The effect of visual stimuli noise and fatigue on steady-state visual evoked potentials.

OBJECTIVE: In many cases, noise in visual stimuli plays an active role in brain information processing. Electroencephalogram (EEG) provides an objective mean to measure brain cognition and information processing, and studies on the effect of noise on EEG can help us better understand the mechanisms involved in information processing.

APPROACH: In this study, visual stimuli, consisting of images with different noise levels, were created using the phase-scrambled method. EEG data evoked by these images were then obtained using the rapid serial visual presentation (RSVP) paradigm and the N-back method was used to induce and assess the fatigue state of subjects. The effect of differing noise modulation levels on EEG in different fatigue states was studied by analyzing the differences in the characteristics of steady-state visual evoked potential (SSVEP).

MAIN RESULTS: The study results demonstrated that an image's noise level had a significant impact on the evoked SSVEP characteristics. The amplitude and time delay of induced SSVEP were effectively enhanced by moderately increasing the noise of the visual stimulus images. Fatigue also appeared to affect SSVEP, and the difference in SSVEP characteristics induced by images with different noise levels decreased when the subject was fatigued.

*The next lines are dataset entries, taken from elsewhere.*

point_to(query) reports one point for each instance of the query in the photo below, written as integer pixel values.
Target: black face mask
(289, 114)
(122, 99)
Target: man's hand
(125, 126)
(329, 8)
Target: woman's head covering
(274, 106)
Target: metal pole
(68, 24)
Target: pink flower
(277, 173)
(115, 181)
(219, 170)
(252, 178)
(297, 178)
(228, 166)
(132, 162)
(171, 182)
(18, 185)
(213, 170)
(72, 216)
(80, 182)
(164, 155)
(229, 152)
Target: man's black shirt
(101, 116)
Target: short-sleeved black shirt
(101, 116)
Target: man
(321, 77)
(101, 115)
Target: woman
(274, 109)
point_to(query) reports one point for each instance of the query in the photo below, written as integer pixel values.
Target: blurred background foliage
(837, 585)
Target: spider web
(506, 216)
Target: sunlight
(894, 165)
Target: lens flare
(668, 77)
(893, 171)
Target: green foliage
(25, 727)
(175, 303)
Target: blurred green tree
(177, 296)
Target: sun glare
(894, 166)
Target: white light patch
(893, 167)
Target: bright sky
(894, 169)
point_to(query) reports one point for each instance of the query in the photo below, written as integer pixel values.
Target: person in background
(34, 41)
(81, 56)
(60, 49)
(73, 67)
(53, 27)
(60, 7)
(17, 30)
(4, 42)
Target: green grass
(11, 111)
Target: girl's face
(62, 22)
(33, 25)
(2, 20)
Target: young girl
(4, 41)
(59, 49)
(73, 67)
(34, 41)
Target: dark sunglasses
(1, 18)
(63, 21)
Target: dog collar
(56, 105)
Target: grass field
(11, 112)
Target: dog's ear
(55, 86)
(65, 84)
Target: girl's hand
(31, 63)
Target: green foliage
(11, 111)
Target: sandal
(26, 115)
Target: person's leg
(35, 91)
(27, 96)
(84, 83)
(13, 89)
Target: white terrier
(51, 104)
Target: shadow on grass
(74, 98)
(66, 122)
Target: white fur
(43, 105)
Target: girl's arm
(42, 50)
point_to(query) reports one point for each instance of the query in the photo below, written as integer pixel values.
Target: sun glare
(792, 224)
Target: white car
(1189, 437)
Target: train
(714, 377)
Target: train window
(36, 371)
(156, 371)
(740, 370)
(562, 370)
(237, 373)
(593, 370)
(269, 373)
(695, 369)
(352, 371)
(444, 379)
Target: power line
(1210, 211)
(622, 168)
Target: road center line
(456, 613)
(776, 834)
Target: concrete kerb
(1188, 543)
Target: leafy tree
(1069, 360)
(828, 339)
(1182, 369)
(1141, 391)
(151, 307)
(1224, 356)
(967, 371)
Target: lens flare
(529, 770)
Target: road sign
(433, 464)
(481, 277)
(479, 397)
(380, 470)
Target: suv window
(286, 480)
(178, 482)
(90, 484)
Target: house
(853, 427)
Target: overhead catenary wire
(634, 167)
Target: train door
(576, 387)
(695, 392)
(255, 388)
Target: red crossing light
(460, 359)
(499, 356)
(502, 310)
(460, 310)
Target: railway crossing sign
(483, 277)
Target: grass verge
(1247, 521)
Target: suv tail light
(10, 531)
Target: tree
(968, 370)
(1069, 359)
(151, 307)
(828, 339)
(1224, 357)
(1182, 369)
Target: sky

SIGNIFICANCE: The conclusions of this study provide insights into the relationship between visual stimuli noise and SSVEP characteristics under different fatigue states. This might provide a basis for the study of the brain's mechanisms in regulating attention resources and the stochastic resonance phenomenon. In addition, this study has the potential to provide an objective method for rapid fatigue detection based on EEG.